QUESTA È UNA RACCOLTA DI NOTIZIE E FATTI STORICI, ADATTA PER RICERCHE SCOLASTICHE E PER ARRICCHIRE IL PROPRIO BAGAGLIO CULTURALE.

IL RASSISMO

Uno dei fenomeni interni al fascismo con cui Mussolini si trovò a fare i conti nel periodo di stabilizzazione del suo potere fu quello del rassismo. Venivano chiamati ras (con il nome dei signori feudali d’Etiopia e d’Eritrea) quei capi del fascismo provinciale che erano stati protagonisti dell’organizzazione delle squadre e, anche attraverso il comando di queste formazioni e la violenza che aveva accompagnato le loro spedizioni, avevano acquisito una notevole autorità a livello locale.

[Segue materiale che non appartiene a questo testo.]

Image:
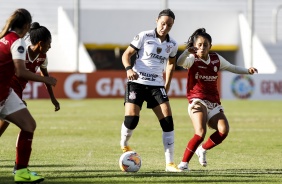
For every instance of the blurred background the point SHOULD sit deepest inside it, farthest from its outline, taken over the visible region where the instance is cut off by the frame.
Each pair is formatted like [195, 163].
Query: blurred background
[89, 37]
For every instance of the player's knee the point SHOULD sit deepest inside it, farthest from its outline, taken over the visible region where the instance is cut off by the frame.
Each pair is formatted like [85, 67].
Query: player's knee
[131, 122]
[167, 124]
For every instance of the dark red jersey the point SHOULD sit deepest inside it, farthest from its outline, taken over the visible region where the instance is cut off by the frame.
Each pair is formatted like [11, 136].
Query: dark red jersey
[8, 45]
[202, 79]
[18, 84]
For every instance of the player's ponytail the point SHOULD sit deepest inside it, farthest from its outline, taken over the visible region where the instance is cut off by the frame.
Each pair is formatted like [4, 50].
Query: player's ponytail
[38, 33]
[199, 32]
[18, 19]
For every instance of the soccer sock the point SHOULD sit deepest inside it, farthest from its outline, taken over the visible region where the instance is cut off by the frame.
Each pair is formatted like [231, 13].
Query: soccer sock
[23, 149]
[125, 135]
[168, 142]
[191, 147]
[215, 139]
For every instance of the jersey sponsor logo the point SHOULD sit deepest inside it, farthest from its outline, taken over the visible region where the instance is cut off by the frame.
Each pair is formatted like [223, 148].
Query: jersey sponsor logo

I ras più famosi furono Italo Balbo nel Ferrarese, Gino Baroncini a Bologna, Roberto Farinacci a Cremona (dove poteva contare anche sul quotidiano “Cremona nuova”), Bernardo Barbiellini a Piacenza, Antonio Arrivabene a Mantova, Raimondo Sala nell’Alessandrino, Cesare Forni nella Lomellina, Renato Ricci a Carrara, Carlo Scorza a Lucca. Questi uomini, con le loro formazioni, continuarono a spadroneggiare nelle loro zone lungo tutto l’arco del 1923-1924, nonostante l’istituzione della Milizia volontaria per la sicurezza nazionale, che avrebbe dovuto raccogliere al suo interno i militanti delle formazioni squadristiche ormai sciolte. Queste espressioni del fascismo più intransigente sarebbero state evocate di quando in quando da Mussolini per agitare la minaccia di un nuovo ricorso alla forza. Ma, al tempo stesso, era un’esigenza del regime allontanare da sé quelle accuse di illegalità e di disordine che ne compremettevano l’immagine di fronte ai più importanti sostenitori istituzionali. Per questo Mussolini dapprima appoggiò le voci più moderate presenti all’interno dello schieramento fascista e successivamente fece ricorso all’azione dei prefetti per liquidare definitivamente lo squadrismo. Alcuni ras conservarono comunque delle posizioni di potere, sul piano locale e nazionale, grazie alle reti di relazioni da loro costruite.